Education and Training
University Of Southern California, Los Angeles CA
Investigators
Linked publications & trials
Abstract
The Education and Training Unit to develop and implement modules for integrative training for graduate and postdoctoral students and junior investigators. ETU will accomplish its mission by leverage the rich training infrastructure available across its collaborating institutions to provide a diverse and engaging experience for trainees. This existing multidisciplinary training infrastructure - which encompasses disciplines as diverse as biology, chemistry, physics and engineering -will provide ETU with: (1) a pool of graduate and postdoctoral trainees, as well as junior and senior investigators who participate as trainees and as mentors; (2) training environments and laboratories for hands-on training; and (3) didactic coursework and internal seminars.
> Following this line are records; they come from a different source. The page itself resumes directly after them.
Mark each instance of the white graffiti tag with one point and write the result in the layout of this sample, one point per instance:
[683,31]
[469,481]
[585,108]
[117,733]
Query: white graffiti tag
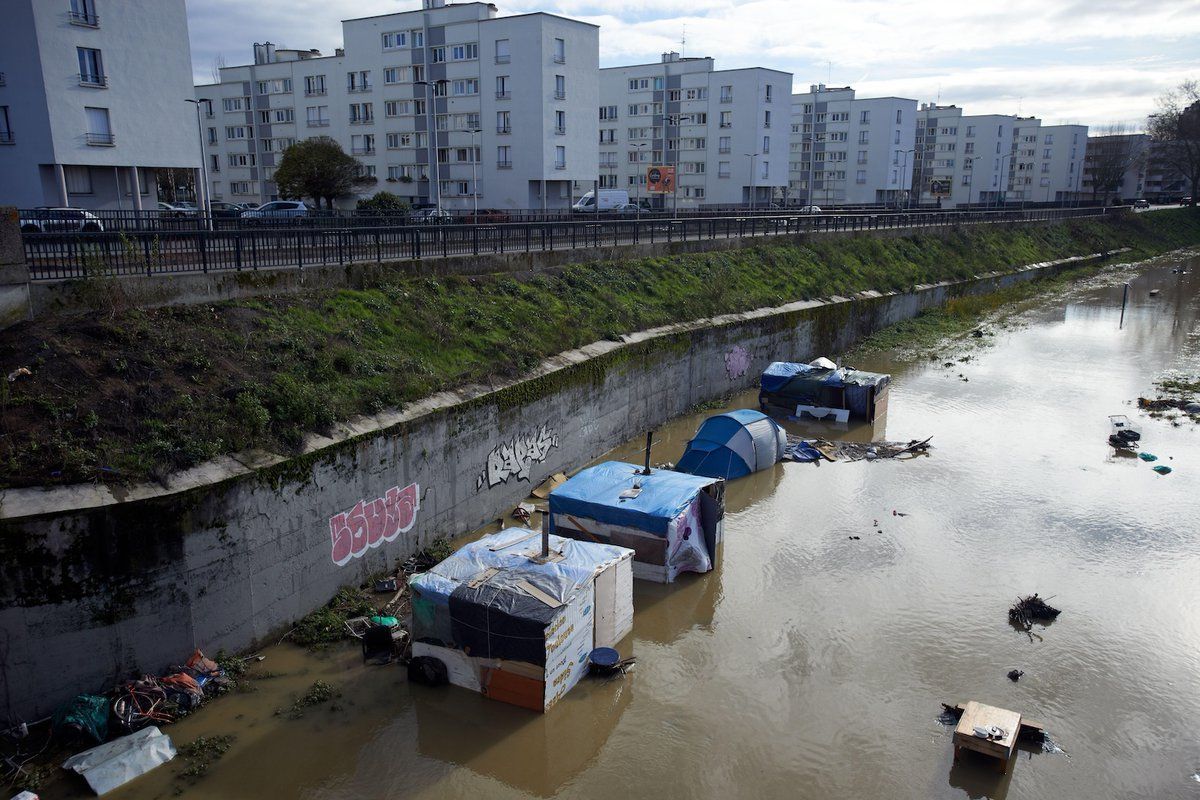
[514,458]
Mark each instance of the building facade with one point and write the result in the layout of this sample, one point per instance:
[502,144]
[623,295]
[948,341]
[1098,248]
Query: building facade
[449,104]
[850,150]
[995,158]
[725,131]
[93,101]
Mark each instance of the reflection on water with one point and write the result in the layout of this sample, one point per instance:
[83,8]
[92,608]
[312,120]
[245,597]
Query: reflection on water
[811,665]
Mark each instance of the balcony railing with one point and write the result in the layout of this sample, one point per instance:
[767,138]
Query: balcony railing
[84,18]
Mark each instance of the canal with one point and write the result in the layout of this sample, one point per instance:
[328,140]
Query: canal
[811,665]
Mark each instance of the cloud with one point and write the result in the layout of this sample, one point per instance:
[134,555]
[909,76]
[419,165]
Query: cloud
[1084,60]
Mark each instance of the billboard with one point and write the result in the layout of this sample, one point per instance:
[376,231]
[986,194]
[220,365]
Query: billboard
[660,180]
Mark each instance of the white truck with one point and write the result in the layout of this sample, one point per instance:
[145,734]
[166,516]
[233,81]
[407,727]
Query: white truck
[610,199]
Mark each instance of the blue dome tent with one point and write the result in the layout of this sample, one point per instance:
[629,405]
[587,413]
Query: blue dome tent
[733,444]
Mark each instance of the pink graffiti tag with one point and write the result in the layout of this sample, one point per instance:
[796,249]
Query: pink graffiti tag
[371,523]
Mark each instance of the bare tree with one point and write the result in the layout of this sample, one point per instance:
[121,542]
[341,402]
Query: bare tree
[1175,130]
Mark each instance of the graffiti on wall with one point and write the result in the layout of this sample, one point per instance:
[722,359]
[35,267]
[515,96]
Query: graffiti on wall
[513,458]
[737,361]
[371,523]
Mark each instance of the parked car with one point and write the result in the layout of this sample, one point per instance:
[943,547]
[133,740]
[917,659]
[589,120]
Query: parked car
[61,220]
[430,217]
[276,211]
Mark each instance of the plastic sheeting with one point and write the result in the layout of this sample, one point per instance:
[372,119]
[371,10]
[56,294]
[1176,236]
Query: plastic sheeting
[120,761]
[733,444]
[595,494]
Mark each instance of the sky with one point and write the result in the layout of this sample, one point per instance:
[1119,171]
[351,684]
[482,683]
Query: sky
[1099,62]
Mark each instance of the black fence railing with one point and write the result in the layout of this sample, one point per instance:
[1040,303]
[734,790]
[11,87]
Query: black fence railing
[52,256]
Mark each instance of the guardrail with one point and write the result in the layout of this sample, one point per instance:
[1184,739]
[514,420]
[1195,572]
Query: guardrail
[52,256]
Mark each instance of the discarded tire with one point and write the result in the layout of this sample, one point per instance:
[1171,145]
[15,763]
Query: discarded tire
[427,671]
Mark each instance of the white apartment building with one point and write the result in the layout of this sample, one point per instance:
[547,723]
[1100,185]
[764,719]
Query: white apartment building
[851,150]
[725,131]
[438,104]
[93,101]
[995,158]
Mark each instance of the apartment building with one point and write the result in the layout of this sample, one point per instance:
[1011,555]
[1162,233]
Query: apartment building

ETU will establish a 'Biology, Oncology, Physical Science & Engineering (BiOPSE) track by which trainees can engage in a set of didactic activities, seminars, research rotations in MC-START laboratories and clinical rotations over 2-3 years. We will develop three different sub-tracks within BiOPSE: (1) predoctoral; (2) postdoctoral; (3) junior investigator; and (4) senior investigator. A BiOPSE trainee's course of study will include three (2-year trainees) or six (for 3-year trainees) 2-month research rotations and an optional 1-month clinical rotation. Primary mentors will help structure coursework for trainees to assure that didactic experiences in cancer biology, physics, chemistry, mathematics, computing and engineering. The Banbury Conference Center will host a yearly course for all BiOPSE mentors, trainees, the MC-START Director, senior Co-I and other ETU training faculty. ETU also will utilize a distance learning approach that replies on a state-of-the-art cyberinfrastructure to stimulate development of lasting ties between institutions, schools, departments and centers with different cultures, and in order to enhance the triangulated communications between a trainee and two mentors, to communicate expectations of graduate students and expectations of the student/faculty relationship, and to centralize and make more broadly available critical resources; and mechanisms to exchange trainees among participating institutions.